Am kommenden Donnerstag fällt am Internationalen Strafgerichtshof für das ehemalige Jugoslawien in Den Haag das Urteil gegen Radovan Karadžić, Führer der bosnischen Serben während der Jugoslawien-Kriege der 1990er Jahre. Die Anklage lautet auf Völkermord und Verbrechen gegen die Menschlichkeit – um nur die schlimmsten Punkte zu nennen.

Unabhängig vom Urteil bietet das Ende des Prozesses 20 Jahre nach dem Ende der Kriege Anlass, über Vergangenheitsbewältigung und Aufarbeitung auf dem Westbalkan nachzudenken.

Meine These ist: Die Misere der Westbalkan-Staaten beruht auch auf fehlender Aufarbeitung – sowohl der kommunistischen Zeit als auch der Zerfallskriege.

Im Jahr 2015 haben 150 000 Menschen vom Westbalkan in Deutschland Asyl beantragt. Obwohl sie hier keine Bleibeperspektive haben, war dies eine Abstimmung mit den Füßen. Die Menschen sagen klar und deutlich: In unseren Ländern geht es nicht vorwärts. Im Gegenteil: Es geht bergab. Die Gesellschaften wachsen nicht zusammen, sondern driften auseinander. Beispiele liefern der Parlamentswahlkampf im EU-Mitgliedstaat Kroatien oder die politischen Auseinandersetzungen in Kosovo, Mazedonien, Montenegro, Albanien oder auch Serbien.

Die Misere der Westbalkan-Staaten beruht auch auf fehlender Aufarbeitung – sowohl der kommunistischen Zeit als auch der Zerfallskriege.

Ein Grund für das gesellschaftliche Auseinanderdriften ist der mangelhafte Wille, sich mit der eigenen Geschichte auseinanderzusetzen. Wenn Aufarbeitung angesprochen wird, dann um sie gegen einen politischen Widersacher zu instrumentalisieren. Doch bei Aufarbeitung darf es eben nicht um Vergeltung oder Revanchismus gehen, sondern nur um die Wahrheit im Sinne der Gerechtigkeit.

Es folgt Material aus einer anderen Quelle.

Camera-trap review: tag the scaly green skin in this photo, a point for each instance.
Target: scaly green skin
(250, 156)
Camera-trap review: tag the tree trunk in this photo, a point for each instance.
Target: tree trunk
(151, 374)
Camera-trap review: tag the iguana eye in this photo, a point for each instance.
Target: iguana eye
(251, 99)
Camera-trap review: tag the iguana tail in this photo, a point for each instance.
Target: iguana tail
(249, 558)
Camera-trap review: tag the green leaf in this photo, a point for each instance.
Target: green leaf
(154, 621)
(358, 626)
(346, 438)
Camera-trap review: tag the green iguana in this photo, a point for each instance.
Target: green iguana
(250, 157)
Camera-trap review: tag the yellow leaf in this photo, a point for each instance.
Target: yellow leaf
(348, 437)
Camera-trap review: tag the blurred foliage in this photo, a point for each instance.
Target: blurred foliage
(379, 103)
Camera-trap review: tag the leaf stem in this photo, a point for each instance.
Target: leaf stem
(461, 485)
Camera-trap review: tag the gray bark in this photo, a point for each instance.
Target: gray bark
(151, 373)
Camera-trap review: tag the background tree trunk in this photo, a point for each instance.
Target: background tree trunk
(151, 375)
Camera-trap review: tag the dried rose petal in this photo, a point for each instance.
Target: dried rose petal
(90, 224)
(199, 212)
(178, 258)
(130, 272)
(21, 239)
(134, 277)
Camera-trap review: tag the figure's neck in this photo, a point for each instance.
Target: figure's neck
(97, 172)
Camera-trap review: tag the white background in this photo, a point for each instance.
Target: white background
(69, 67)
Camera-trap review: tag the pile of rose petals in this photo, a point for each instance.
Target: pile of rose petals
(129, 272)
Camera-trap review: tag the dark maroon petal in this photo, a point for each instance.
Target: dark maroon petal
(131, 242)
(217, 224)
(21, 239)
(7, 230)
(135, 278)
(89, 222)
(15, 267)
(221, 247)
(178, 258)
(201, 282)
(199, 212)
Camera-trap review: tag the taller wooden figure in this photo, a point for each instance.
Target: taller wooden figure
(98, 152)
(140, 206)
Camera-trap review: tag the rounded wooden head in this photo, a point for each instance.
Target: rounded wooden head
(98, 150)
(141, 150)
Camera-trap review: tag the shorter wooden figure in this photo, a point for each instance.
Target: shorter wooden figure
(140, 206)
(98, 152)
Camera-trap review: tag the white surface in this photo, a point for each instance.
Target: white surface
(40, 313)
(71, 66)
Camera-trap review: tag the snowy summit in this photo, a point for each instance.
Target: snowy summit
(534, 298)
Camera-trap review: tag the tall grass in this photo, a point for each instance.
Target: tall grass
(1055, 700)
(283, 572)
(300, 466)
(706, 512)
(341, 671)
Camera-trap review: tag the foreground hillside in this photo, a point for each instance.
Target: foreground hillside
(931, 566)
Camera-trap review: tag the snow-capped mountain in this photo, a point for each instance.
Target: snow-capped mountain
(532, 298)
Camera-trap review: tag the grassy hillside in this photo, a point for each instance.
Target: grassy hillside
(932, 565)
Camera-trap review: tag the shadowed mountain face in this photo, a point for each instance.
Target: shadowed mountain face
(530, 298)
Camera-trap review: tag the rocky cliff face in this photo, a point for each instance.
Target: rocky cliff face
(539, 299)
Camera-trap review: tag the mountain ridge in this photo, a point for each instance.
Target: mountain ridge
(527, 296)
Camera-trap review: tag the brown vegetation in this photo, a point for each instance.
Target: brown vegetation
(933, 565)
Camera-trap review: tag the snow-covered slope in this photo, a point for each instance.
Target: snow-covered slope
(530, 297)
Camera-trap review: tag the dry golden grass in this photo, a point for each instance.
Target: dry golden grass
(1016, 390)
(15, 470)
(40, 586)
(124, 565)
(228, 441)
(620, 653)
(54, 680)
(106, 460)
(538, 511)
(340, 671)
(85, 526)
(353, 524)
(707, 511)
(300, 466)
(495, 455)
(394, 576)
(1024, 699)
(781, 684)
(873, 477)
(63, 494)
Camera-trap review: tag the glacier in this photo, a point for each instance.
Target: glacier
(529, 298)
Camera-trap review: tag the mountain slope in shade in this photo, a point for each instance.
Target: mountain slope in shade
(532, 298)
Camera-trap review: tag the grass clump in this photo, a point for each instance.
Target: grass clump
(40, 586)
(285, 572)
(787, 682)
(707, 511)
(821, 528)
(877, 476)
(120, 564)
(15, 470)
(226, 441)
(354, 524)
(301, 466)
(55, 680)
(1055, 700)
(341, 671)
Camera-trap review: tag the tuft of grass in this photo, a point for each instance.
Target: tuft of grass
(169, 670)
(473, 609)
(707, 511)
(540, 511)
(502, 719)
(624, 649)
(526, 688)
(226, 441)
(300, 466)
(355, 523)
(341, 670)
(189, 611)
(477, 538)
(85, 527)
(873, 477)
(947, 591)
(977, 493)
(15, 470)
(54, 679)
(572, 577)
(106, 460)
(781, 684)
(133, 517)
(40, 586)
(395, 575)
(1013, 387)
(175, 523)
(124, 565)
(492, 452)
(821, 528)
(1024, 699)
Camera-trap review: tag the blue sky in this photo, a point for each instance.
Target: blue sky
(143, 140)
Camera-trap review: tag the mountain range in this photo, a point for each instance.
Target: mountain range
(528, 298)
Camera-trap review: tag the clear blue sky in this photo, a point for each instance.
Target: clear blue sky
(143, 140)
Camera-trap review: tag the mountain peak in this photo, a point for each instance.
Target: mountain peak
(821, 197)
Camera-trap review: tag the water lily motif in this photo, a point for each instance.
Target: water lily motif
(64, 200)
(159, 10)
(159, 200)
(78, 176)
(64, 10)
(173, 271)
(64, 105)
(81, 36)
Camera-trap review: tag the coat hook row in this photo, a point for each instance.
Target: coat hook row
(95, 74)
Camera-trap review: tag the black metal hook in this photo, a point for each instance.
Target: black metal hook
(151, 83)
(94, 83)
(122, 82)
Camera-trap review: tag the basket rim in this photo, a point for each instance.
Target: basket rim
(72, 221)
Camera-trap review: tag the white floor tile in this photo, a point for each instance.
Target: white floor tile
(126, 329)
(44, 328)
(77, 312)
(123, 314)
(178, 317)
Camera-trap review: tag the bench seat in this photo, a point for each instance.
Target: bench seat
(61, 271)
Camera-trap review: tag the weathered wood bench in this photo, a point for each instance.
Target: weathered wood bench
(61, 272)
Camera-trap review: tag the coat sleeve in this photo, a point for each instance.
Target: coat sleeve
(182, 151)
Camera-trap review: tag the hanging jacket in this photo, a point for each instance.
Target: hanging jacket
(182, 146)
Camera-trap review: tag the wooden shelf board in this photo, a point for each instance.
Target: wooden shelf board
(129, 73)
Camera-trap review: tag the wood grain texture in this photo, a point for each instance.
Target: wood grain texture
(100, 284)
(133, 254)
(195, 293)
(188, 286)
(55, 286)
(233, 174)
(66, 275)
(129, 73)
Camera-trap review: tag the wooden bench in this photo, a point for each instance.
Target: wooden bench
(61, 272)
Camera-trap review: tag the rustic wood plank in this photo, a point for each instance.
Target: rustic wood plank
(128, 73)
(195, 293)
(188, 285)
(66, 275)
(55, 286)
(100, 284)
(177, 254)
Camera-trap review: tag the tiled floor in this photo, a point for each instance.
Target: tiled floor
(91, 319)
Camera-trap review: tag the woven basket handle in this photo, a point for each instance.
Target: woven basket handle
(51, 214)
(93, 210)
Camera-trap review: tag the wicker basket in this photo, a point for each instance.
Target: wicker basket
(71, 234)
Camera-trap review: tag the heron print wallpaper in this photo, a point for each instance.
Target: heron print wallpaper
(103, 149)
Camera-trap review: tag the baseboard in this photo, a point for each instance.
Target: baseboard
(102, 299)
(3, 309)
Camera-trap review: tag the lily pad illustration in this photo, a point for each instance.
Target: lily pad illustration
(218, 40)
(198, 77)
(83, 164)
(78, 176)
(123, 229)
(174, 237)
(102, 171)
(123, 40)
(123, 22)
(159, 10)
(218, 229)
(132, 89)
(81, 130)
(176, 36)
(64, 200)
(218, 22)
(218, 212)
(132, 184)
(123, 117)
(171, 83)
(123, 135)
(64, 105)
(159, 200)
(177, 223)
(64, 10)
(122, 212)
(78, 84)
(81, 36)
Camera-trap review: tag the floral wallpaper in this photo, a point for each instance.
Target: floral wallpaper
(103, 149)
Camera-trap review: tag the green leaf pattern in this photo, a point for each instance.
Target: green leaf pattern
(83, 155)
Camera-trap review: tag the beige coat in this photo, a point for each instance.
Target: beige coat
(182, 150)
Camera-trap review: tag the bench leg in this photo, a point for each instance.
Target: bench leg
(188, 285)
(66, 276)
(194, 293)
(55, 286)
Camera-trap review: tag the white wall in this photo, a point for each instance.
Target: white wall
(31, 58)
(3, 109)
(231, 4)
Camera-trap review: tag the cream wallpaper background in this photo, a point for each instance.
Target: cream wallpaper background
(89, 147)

Um auf den Trümmern der Vergangenheit einen funktionierenden Staat mit einer funktionierenden Gesellschaft aufzubauen, bedarf es der ehrlichen und manchmal schmerzhaften Aufarbeitung der eigenen Geschichte. Dazu gehört auch „Lustration“, das heißt die persönliche Überprüfung von Personen öffentlichen Interesses beziehungsweise in staatlichen Positionen.

Als Berichterstatter für Südosteuropa der SPD-Bundestagsfraktion war ich im September 2015 eingeladen, in Kroatien auf einer hochrangig besetzten Veranstaltung zu sprechen. Dort berichtete Roland Jahn, der Bundesbeauftragte für die Stasi-Unterlagen, von der deutschen Aufarbeitungspraxis. Eine ähnliche Veranstaltung plane ich nun für Ende Mai 2016 in Serbien.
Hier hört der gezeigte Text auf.